My first thought upon reading this: Bingo! As the most junior editor on staff at Lerner, I’m a prime candidate for a jack of all trades. (At least the trades that don’t require years of experience to master.) On a typical day of working on Lerner Publications titles, I may do all of the following activities, among others:
- creating a photo wish list, which tells a book’s photo editor what kinds of images a book will need
- brainstorming cover copy to run by the folks in marketing
- making a style sheet (essentially, a list of proper nouns, made-up words, and extra-quirky onomatopoeia that our copyeditor needs to know about when she checks a book for errors)
- combing through the Common Core State Standards to see whether/how much/in what ways Topic X is supposed to be covered in grades 1-3
- receiving illustration sketches for a book, sending them to the author, then merging the author’s feedback with the designer’s feedback and the editorial director’s feedback and any thoughts that I happen to have in my own pretty little head, and sending them in concise, coherent form back to the illustrator
- writing a blog post
- some editing
So indeed, if my duties were a pie chart, editing would be a comparatively slim slice of the pie.
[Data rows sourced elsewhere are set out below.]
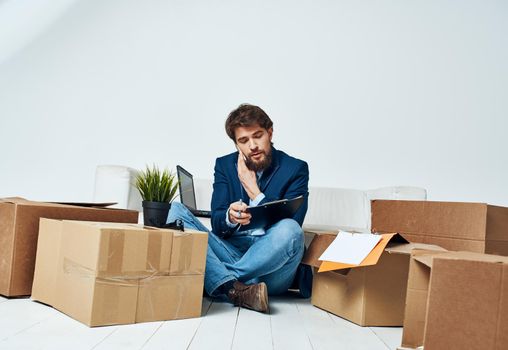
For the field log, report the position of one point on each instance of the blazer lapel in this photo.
(270, 172)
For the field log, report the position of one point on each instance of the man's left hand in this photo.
(247, 178)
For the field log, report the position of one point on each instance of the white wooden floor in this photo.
(292, 324)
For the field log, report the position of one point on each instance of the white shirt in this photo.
(252, 203)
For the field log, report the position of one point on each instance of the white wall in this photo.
(370, 93)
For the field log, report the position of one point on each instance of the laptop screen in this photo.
(186, 186)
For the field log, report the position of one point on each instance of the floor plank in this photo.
(177, 334)
(217, 329)
(391, 336)
(288, 331)
(356, 337)
(58, 332)
(20, 314)
(132, 336)
(253, 331)
(292, 324)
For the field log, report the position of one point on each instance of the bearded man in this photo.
(247, 266)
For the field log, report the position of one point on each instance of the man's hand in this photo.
(237, 214)
(247, 178)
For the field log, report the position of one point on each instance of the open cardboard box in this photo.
(113, 273)
(475, 227)
(370, 295)
(19, 228)
(456, 300)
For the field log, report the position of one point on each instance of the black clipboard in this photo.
(269, 213)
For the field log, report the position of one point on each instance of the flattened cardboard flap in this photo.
(407, 248)
(14, 200)
(88, 204)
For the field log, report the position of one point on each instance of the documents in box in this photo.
(369, 294)
(456, 300)
(111, 273)
(19, 227)
(475, 227)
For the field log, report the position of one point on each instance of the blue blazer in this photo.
(285, 178)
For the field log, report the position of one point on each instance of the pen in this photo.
(239, 214)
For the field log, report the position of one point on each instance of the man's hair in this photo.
(247, 115)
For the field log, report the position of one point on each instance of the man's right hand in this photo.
(237, 213)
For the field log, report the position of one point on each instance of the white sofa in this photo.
(329, 208)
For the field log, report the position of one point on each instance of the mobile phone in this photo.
(243, 155)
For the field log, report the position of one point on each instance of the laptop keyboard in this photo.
(202, 213)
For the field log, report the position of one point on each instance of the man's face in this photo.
(255, 143)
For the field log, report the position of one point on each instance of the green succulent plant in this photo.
(157, 186)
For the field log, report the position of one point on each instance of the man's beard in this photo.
(262, 164)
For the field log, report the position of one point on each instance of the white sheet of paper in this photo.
(350, 248)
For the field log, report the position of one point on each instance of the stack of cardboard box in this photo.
(107, 273)
(97, 265)
(19, 229)
(453, 300)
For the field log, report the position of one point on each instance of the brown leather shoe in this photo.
(253, 296)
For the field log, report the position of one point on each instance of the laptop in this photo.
(188, 194)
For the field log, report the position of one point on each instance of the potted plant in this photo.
(158, 190)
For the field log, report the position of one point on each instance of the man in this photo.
(246, 266)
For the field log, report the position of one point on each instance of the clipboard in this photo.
(269, 213)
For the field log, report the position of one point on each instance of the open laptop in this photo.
(188, 194)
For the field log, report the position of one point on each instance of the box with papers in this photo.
(364, 278)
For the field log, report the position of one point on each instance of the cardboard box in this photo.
(475, 227)
(19, 227)
(367, 295)
(456, 300)
(111, 273)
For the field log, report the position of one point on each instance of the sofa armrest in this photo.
(115, 183)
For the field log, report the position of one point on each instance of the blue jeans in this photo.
(271, 258)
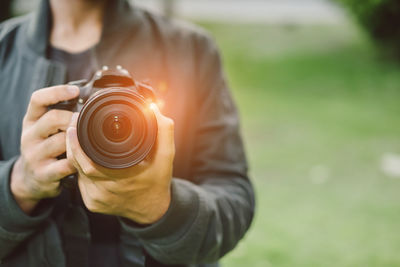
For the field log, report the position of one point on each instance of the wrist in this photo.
(153, 212)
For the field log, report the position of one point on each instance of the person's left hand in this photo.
(140, 193)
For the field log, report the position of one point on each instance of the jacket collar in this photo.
(116, 19)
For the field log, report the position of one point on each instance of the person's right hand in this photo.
(37, 172)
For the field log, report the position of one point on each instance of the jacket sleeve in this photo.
(211, 213)
(15, 225)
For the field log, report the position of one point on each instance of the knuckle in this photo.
(35, 97)
(28, 156)
(88, 170)
(170, 124)
(52, 115)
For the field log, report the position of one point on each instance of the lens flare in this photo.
(153, 106)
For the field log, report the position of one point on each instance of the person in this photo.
(187, 205)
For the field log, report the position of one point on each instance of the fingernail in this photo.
(74, 90)
(74, 119)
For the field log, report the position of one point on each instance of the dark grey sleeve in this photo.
(15, 225)
(211, 213)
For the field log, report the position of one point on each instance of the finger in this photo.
(52, 147)
(59, 169)
(43, 98)
(52, 122)
(165, 150)
(79, 158)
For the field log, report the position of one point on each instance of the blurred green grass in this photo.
(319, 108)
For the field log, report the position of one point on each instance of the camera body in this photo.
(116, 127)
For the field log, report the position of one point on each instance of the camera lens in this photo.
(116, 129)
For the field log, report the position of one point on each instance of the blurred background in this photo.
(317, 83)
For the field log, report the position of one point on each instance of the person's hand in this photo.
(140, 193)
(37, 172)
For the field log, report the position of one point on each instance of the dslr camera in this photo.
(116, 127)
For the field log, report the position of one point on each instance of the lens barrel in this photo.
(116, 128)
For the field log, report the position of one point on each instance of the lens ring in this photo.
(117, 154)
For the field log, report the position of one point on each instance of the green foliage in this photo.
(318, 109)
(381, 20)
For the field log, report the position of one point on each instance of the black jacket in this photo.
(212, 198)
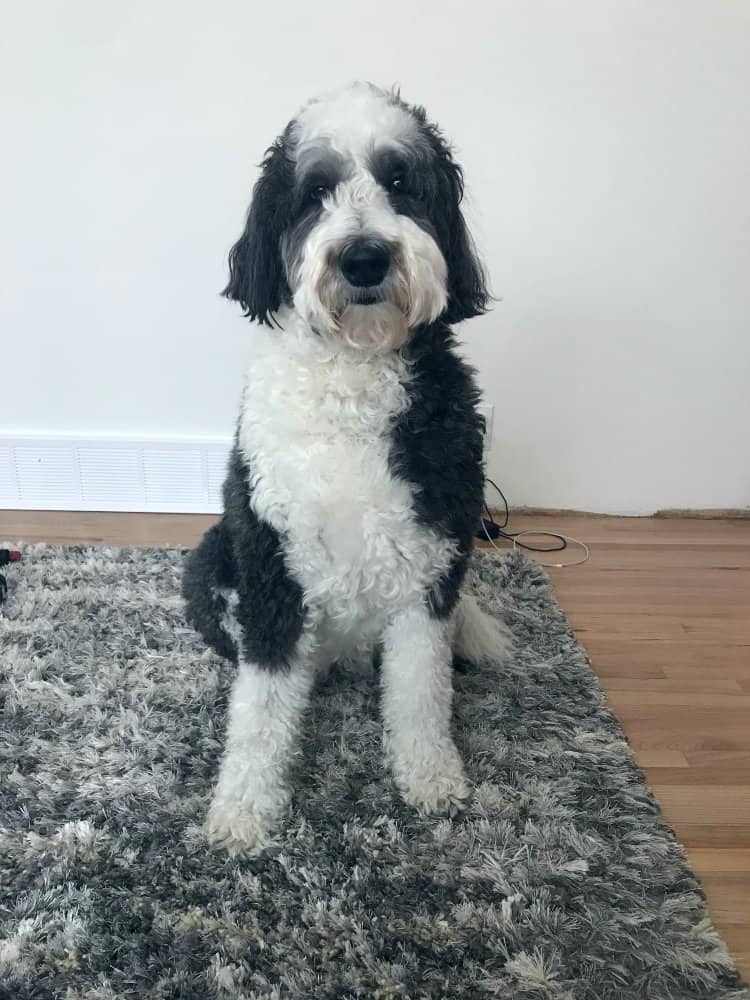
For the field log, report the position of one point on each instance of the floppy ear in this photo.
(468, 294)
(256, 272)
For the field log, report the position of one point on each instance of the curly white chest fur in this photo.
(315, 431)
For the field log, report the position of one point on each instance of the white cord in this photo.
(552, 534)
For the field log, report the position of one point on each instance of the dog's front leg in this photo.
(417, 681)
(265, 712)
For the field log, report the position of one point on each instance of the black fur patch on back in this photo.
(244, 553)
(438, 448)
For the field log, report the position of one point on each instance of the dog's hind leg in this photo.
(479, 638)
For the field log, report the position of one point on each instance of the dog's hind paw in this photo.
(443, 790)
(238, 828)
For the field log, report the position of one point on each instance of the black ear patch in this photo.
(468, 294)
(257, 279)
(467, 284)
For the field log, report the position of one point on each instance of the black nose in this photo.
(365, 263)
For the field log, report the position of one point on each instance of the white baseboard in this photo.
(111, 472)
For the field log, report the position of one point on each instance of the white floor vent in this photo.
(112, 473)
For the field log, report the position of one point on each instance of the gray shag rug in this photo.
(560, 881)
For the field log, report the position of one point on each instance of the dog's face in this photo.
(356, 222)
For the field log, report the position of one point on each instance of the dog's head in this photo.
(356, 222)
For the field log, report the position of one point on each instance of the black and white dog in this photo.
(356, 480)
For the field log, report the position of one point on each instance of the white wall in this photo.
(607, 148)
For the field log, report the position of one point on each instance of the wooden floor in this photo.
(663, 608)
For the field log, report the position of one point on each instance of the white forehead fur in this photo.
(354, 120)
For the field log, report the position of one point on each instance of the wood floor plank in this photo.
(663, 610)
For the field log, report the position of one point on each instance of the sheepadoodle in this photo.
(355, 485)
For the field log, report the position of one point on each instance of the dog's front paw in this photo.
(237, 827)
(443, 787)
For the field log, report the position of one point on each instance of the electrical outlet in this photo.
(488, 412)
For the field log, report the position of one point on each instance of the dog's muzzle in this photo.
(365, 263)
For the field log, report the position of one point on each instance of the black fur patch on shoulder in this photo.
(438, 447)
(244, 554)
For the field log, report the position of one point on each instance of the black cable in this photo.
(512, 536)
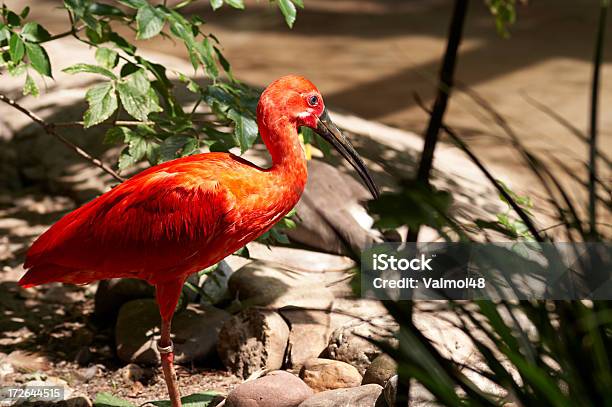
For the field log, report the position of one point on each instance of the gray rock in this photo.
(276, 389)
(390, 390)
(251, 340)
(344, 345)
(113, 293)
(380, 370)
(263, 283)
(214, 287)
(309, 336)
(326, 374)
(368, 395)
(327, 211)
(194, 329)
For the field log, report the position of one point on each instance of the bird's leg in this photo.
(167, 297)
(166, 351)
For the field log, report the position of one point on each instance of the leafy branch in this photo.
(50, 129)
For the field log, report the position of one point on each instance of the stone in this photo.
(60, 294)
(368, 395)
(27, 362)
(327, 374)
(300, 259)
(346, 346)
(309, 336)
(262, 283)
(214, 288)
(380, 370)
(194, 330)
(251, 340)
(330, 213)
(390, 390)
(276, 389)
(132, 372)
(113, 293)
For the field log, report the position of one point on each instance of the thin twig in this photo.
(49, 128)
(445, 86)
(597, 59)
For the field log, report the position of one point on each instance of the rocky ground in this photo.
(285, 308)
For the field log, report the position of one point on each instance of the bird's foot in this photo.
(164, 350)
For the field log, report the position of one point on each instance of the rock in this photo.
(368, 395)
(344, 345)
(380, 370)
(214, 287)
(251, 340)
(267, 284)
(27, 362)
(326, 374)
(309, 336)
(113, 293)
(61, 294)
(83, 356)
(390, 390)
(331, 216)
(87, 374)
(299, 259)
(194, 329)
(276, 389)
(132, 373)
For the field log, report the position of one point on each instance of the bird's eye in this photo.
(313, 100)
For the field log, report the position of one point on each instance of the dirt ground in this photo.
(369, 57)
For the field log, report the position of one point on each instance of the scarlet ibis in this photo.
(182, 216)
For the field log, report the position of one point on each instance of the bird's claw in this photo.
(164, 350)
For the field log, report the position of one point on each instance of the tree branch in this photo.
(50, 129)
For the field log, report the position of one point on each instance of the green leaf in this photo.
(150, 22)
(88, 68)
(100, 9)
(245, 130)
(4, 32)
(239, 4)
(177, 146)
(137, 96)
(108, 400)
(16, 48)
(193, 400)
(288, 10)
(25, 12)
(30, 87)
(107, 57)
(39, 59)
(102, 101)
(13, 19)
(134, 3)
(35, 32)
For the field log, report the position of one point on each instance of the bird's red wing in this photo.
(156, 222)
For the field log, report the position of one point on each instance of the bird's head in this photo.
(295, 99)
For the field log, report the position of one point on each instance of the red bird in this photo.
(182, 216)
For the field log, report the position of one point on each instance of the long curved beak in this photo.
(328, 130)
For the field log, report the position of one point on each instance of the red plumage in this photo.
(182, 216)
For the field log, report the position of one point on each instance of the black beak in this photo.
(328, 130)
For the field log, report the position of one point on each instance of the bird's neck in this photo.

Should that bother me? Of course, I’m a rookie, about two ladder rungs removed from doing coffee runs; not only does it make perfect sense for me to have a mix of duties, but I’m actually very lucky not to be pigeonholed into a narrow job description. Down the road, though, will I perhaps find myself no longer a rookie, but rather a seasoned editor, making acquisitions and negotiating contracts and finally mastering the mysterious art of networking, and still doing very little editing?
Maybe–though I think I would be unwise to make predictions. Every workplace is different, and every moment in an industry’s development demands different responsibilities of those who work in it. Plus, in case I haven’t said it enough, I’m new at this: What do I know?
Actually, I do know one thing. For now, at least, I enjoy my eclectically sliced task-pie. And I can’t really imagine not being involved in any of these non-editing activities. The way I edit a book is so intimately connected with the images that will supplement the text, with the skills and lessons we want to help kids grasp, and with the way we describe the book to the outside world, that taking those concerns away would leave me in an editing void. Which is an oxymoron, because you can’t edit in a void, any more than you can write in one.
For me, part of the magic of editing lies in seeing how it’s intertwined with the other aspects of book-making. I consider myself fortunate that my work at Lerner allows me to stay involved with those other pieces of the puzzle, and I like to think my editing will be the better for it.